With the score 18-0 and less than a minute left in the first half, Wichita North fullback Don Calhoun returned a kickoff 90 yards for a touchdown. Halftime score: SM North 18, Wichita North 6 .
Wichita North fumbled the opening kickoff of the second half, and SM North recovered on the 4-yard line. A touchdown and two-point conversion made it 26-6, and another touchdown midway through the fourth quarter gave SM North a 32-6 lead with 8 minutes, 38 seconds remaining.
Less than 2 minutes later, SM North fumbled a punt at its own 4-yard line. Wichita North scored two plays later and added a two-point conversion to make the final score 32-14.

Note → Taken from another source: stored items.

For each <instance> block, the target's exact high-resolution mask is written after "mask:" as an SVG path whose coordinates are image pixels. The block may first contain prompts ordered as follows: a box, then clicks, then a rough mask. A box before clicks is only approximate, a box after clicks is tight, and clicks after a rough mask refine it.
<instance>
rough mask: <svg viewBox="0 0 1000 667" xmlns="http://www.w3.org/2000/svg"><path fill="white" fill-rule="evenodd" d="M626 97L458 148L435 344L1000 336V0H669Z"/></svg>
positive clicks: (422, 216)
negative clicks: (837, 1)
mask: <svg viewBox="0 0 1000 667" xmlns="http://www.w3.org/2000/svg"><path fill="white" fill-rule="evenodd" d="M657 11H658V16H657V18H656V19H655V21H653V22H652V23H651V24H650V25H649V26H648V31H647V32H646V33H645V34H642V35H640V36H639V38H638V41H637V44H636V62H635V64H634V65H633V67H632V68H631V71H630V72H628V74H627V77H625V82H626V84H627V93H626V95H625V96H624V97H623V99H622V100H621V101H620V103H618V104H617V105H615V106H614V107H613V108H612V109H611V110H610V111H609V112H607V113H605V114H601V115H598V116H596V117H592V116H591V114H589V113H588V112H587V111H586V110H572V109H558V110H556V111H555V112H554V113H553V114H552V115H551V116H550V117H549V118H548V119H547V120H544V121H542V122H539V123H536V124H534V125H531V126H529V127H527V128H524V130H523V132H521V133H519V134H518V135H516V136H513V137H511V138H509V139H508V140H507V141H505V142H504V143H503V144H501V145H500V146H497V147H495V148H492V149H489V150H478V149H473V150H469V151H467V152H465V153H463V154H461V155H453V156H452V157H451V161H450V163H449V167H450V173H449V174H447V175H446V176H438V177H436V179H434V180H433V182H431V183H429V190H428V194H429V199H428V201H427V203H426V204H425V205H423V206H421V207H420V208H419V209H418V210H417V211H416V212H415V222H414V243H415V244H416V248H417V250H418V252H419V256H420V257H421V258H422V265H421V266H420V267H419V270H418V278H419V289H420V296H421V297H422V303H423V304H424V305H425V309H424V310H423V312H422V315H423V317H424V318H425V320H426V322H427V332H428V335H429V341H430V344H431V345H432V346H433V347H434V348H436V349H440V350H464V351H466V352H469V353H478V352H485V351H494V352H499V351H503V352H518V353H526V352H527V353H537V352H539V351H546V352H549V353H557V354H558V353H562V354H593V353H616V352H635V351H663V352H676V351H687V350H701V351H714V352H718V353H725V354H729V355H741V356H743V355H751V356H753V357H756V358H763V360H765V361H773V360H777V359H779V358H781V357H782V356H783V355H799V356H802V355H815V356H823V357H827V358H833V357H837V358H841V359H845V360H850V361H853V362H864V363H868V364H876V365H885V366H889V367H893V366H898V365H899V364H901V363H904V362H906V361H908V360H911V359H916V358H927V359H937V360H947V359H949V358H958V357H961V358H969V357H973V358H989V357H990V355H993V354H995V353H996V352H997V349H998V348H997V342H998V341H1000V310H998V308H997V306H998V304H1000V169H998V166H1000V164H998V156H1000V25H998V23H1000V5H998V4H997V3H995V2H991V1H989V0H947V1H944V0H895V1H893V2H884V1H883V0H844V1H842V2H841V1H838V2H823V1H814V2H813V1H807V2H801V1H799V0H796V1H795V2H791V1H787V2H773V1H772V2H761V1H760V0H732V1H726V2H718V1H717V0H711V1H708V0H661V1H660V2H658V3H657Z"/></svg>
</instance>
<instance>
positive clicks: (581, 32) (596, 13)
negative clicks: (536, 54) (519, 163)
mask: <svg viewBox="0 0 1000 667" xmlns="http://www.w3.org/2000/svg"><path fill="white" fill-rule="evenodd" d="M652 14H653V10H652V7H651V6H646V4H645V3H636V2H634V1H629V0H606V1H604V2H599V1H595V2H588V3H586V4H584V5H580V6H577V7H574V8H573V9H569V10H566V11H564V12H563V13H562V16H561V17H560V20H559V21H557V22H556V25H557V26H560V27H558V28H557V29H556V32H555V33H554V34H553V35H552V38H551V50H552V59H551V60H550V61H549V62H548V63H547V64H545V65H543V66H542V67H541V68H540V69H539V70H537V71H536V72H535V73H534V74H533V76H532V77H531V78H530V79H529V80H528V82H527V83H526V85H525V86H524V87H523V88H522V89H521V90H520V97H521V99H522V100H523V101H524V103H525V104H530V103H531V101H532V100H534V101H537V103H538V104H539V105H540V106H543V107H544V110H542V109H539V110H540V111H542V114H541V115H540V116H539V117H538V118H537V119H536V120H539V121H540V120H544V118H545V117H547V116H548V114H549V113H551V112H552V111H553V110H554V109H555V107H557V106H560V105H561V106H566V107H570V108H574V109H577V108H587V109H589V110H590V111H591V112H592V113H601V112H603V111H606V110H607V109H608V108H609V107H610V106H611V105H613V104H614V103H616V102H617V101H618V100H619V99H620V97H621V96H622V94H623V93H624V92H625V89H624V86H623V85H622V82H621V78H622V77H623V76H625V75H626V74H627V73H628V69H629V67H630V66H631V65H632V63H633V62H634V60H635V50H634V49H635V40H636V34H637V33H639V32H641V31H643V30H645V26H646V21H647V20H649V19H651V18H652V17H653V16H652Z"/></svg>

There is little doubt that the best football player on the field that night was Wichita North’s Calhoun. He went on to star at Kansas State and played nine years in the NFL. He rushed for 27 yards in 14 carries, but failed to get the 29 yards he needed to break the Wichita city rushing record.
In the state title game, Wichita North had 35 total yards of offense in 44 plays. That included 31 net rushing yards. SM North countered with 220 yards of offense in 64 plays.
“I give a lot of credit to (pulling guard, defensive back and co-captain) Pat Murphy,” says Taylor. “He was smart, and he knew what we were trying to accomplish. He was able to call out the plays based on the formation.”
The state title victory gave SM North the first state championship determined by a playoff system.
ABOUT THE AUTHOR
Paul Kincaid grew up in Mission, Kan., and was a 1970 graduate of Shawnee Mission North High School. He played center and defensive tackle on the 1969 state championship team. He recently retired from Missouri State University in Springfield, where he worked in public relations, marketing, governmental relations and as chief of staff to the president. He now owns and operates his own consulting firm, Kincaid Communications, LLC, located in Springfield.